Tracking and classifying animals in videos using weakly supervised learning
Camera traps have recently become a popular method of capturing animal behaviour in the wild. While an effective means of gathering data on various species, analysis of the thousands of resulting photos and videos has become increasingly difficult for ecologists. ABANet is an attempt to ease the burden of purely manual analysis by automating parts of the process through deep learning.
ABANet is currently being developed to measure the fear response of various African species' after they are exposed to sound stimuli. Once a camera trap detects movement and begins filming, a playback of birds (control), lions, humans or gunshots is started.

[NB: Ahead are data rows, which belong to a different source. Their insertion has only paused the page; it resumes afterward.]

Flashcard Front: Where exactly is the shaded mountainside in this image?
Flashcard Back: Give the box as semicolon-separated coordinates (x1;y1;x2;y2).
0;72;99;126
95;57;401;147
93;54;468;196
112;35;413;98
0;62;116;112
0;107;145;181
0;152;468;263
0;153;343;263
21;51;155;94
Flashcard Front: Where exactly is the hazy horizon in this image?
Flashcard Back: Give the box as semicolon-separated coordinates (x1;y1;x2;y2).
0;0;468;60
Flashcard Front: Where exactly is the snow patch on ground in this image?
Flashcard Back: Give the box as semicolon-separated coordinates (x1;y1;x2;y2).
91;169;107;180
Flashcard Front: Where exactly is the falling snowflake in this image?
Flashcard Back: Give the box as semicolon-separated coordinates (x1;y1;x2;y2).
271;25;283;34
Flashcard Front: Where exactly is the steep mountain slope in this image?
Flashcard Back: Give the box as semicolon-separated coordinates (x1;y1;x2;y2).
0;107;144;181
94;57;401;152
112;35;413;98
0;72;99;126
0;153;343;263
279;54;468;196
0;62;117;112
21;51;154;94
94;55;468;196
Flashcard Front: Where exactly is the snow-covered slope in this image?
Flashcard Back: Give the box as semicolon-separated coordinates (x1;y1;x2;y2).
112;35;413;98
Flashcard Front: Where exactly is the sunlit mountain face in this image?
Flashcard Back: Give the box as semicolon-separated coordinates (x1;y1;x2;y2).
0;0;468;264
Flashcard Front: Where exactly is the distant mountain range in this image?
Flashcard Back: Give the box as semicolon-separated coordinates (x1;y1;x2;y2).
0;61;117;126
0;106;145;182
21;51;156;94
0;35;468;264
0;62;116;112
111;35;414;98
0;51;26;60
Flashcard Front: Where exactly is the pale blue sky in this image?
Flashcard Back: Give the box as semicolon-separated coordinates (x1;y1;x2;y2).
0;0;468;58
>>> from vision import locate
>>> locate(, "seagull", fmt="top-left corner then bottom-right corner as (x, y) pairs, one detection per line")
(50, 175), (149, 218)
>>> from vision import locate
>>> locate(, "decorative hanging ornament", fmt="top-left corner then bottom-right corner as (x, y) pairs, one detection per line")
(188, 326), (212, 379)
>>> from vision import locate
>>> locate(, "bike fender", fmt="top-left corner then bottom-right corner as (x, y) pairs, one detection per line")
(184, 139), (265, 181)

In order to automatically measure the animals' response, ABANet aims to find, track and classify animal instances within a video. Since movement is the primary proxy human analysts use to determine behaviour, this method should provide a good intial approximation of the animals' behavioural response. This function would also allow us to filter out undesirable images and videos (such as empty frames) to reduce the amount data requiring human analysis. Longer-term goals include classifying animal posture (head up, head down, etc.) to act as supplemental behavioural clues.
Currently, ABANet is capable of performing classification and weak localization of animals within video frames. Our dataset consists only of image level labels, hence our models are trained exclusively through weak supervision.
In order to perform weakly-supervised instance segmentation and classification, we are currently implementing the Inter-Pixel Relation Network.